By Carrie Clough

Use Fuyu instead of Hachiya persimmons for slicing—though you can always experiment with over-ripe Hachiyas or even
Chocolate Persimmons by adding a purée to the cake batter or making a sauce instead of the balsamic topping. It will make the
cake a bit denser to add persimmon purée, and this is already a rich dessert, but it is still fun to experiment. Especially if you have a lot of persimmons on hand!

4 tablespoons unsalted butter
¾ cup packed brown sugar
3 tablespoons good balsamic vinegar
4 Fuyu persimmons, sliced ¼ inch thick
9-inch round cake pan with 3-inch deep

1½ cups organic wheat pastry flour
3 tablespoons organic cornmeal or
3 teaspoons baking powder
¾ teaspoon salt
¼ teaspoon powdered cloves
¼ teaspoon powdered ginger
½ teaspoon cinnamon
1 stick unsalted butter, slightly softened
¾ cup plus 2 tablespoons Succanat or
organic sugar
4 large free-range eggs, separated at room temperature
2/3 cup milk

BALSAMIC CARAMEL: Grease cake pan well with butter and set aside. Melt butter in a medium saucepan over medium heat. Add the brown sugar and stir a little but allow sugar to have direct heat. Add the balsamic vinegar (which will keep the sugar from crystalizing) and stir until the mixture bubbles just slightly and turns lighter in color. Pour the mixture into the cake pan, evenly distributing the caramel. Arrange the persimmon slices in concentric circles over the caramel (you can leave the center open or even use less fruit if you like—or experiment with your design!)

CAKE: Heat oven to 350° and move oven rack to center position. Whisk the dry ingredients (flour, cornmeal, baking powder, salt and spices) in a medium bowl. Cream the butter in a standing mixer and gradually add the Succanat or organic sugar and beat until mixture looks light and fluffy. Add the yolks one at a time until incorporated. Then turn the mixer to lowest setting and begin alternating dry ingredients and milk, ending with dry ingredients, until combined and smooth. Do this swiftly so as not to over-mix.

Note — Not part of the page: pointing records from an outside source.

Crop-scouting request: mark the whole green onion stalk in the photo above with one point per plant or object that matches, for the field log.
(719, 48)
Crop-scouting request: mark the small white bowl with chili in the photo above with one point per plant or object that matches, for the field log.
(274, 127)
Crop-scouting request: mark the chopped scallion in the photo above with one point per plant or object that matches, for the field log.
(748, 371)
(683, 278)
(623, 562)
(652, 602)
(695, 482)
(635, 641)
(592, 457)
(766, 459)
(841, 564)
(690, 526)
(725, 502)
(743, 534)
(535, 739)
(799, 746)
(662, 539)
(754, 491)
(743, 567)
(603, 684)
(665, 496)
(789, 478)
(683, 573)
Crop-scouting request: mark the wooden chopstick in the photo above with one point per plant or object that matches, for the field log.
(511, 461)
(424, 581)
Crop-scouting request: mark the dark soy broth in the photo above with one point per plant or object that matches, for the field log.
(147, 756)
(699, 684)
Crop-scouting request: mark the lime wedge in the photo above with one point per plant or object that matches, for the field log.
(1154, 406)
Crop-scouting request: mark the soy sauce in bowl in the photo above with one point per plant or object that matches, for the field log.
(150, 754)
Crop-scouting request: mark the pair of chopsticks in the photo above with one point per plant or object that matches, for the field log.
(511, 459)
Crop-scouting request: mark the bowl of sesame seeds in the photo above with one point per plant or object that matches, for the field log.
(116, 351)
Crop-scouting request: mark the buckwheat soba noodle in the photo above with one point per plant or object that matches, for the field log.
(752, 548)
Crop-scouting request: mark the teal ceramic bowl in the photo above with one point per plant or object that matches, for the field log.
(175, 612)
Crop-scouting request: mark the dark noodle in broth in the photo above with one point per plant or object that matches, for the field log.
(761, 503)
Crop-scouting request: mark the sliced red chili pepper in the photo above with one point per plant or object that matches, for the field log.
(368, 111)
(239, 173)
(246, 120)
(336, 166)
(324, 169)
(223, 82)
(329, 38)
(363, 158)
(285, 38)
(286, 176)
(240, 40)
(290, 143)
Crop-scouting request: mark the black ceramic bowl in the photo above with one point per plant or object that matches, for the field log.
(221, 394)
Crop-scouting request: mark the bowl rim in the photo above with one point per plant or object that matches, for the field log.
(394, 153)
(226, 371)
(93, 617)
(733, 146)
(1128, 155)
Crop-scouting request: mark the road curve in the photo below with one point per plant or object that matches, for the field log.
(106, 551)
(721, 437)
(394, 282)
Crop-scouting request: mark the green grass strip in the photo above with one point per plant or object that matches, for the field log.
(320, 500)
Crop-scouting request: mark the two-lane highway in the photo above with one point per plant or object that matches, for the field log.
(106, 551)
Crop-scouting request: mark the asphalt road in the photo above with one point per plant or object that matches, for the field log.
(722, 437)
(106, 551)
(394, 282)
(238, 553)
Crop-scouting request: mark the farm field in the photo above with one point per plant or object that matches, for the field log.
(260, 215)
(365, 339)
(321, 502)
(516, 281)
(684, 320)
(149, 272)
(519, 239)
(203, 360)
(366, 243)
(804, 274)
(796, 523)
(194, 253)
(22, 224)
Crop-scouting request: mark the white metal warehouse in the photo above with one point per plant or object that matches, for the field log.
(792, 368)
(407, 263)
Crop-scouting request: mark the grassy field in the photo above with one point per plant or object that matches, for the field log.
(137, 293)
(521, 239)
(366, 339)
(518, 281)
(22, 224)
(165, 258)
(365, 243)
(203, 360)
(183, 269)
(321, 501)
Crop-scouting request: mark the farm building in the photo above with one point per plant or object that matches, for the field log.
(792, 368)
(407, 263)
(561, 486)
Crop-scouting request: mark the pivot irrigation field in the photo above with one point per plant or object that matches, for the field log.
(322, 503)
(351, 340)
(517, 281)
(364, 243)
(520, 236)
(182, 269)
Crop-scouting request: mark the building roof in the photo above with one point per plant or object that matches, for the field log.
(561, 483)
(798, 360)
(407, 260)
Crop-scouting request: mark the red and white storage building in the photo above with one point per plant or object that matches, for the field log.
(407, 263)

Beat the egg whites in a nonreactive bowl with a hand mixer (or standing mixer) until foamy. Gradually add 2 tablespoons Succanat or sugar and beat until soft peaks form. Fold a 1/3 of egg whites Into cake batter to lighten, then fold in remaining whites until combined (you can turn the bowl to make this easier, and be sure to reach the bottom of the bowl).

Pour the batter carefully into the cake pan, spreading evenly over the fruit. Bake for about 60 minutes, undisturbed, until toothpick inserted in the center comes out clean. Cake will be deeply golden. Once out of the oven, rest cake for a couple of minutes. Using a knife, loosen the cake around the edges of the pan. Place a cake platter upside down on top of the cake pan, then invert onto the platter and slowly remove the cake pan.